Flores se marchó del despacho sin esperar respuesta. El sargento Montagut explicó a la detective que al cúmulo de errores en el transporte había que sumar la desgracia de que al conductor se le averiase el camión en el peor lugar para dejar la carga abandonada.
En los dos días que tardó el transportista en volver con la tractora para recoger la caja se produjeron hasta siete robos de mercancías en otros aparcamientos para camiones. María Blanchard se merecía mucho más que todo el desaguisado por el que habían pasado sus obras, pero ahora debían dejar trabajar al cabo a sus anchas. El sargento le aseguró que no tardarían en tener novedades.
* * *
El barrio gitano El Culubret hervía de vida. Flores se internó en compañía de Nadal con el coche patrulla camuflado que mejor conocían aquellos hombres y mujeres. En poco menos de dos minutos, todo el barrio estaba al corriente de que el cabo Flores estaba allí. Los vehículos policiales en el Culubret eran tan habituales como en cualquier otra calle de Figueres; con suerte se les veía un par de veces al día. Lo que era verdaderamente extraño era ver caminar a un par de agentes entre sus vecinos.
—Buenos días, señores —saludó Flores desde el vehículo. Cuando Nadal lo detuvo del todo, Flores se bajó para charlar con los gitanos presentes.
—Buenos tenga
usté
—respondieron varios de los gitanos reunidos en torno a unas cuantas jaulas de canarios—. Ya pensábamos que
s’había orvidao usté
de
nosotro
, señor Flores.
—¡Qué va! Lo que pasa es que la faena me roba ilusiones. Qué os voy a contar que no sepáis, ¿eh chicos?
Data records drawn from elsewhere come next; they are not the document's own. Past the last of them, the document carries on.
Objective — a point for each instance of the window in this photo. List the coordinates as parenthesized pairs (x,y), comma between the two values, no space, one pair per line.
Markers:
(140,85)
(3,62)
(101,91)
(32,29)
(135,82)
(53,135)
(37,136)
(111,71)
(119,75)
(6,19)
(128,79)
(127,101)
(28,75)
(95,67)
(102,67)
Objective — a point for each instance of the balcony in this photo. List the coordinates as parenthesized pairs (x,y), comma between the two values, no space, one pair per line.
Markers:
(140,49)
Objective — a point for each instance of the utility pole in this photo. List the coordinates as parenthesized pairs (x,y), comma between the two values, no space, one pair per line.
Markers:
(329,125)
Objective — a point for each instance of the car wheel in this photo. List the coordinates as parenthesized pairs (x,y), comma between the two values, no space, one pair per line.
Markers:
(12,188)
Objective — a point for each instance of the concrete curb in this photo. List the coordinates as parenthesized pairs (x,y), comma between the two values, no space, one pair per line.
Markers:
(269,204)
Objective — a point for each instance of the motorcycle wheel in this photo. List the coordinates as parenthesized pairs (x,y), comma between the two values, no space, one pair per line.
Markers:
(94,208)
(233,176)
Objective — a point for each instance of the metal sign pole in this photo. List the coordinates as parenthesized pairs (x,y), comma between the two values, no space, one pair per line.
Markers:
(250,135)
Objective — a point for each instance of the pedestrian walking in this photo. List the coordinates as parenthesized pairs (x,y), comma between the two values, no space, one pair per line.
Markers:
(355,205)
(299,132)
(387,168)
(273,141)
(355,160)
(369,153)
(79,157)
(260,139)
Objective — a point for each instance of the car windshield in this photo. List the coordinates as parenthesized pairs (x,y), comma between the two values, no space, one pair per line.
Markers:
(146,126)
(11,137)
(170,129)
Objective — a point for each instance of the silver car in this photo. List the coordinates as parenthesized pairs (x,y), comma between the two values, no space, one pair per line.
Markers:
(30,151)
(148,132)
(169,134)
—No sé por qué me da mí que hoy no viene
usté pa
ver los
canario
—dijo el más viejo de los congregados.
—Va a ser que no, tío José, la verdad es que vengo a preguntaros sobre un robo en un camión. Ya sé que no tenéis ni idea de lo que hablo —se adelantó—, pero quiero que sepáis que se han llevado un montón de camisas de la carga y que me gustaría que estuvierais atentos en los mercados. Voy a enviar notas a todos los servicios policiales para que revisen la mercancía que se venda en mercadillos; no me gustaría que algún conocido mío cayera en desgracia por tener en su parada alguna de esas camisas.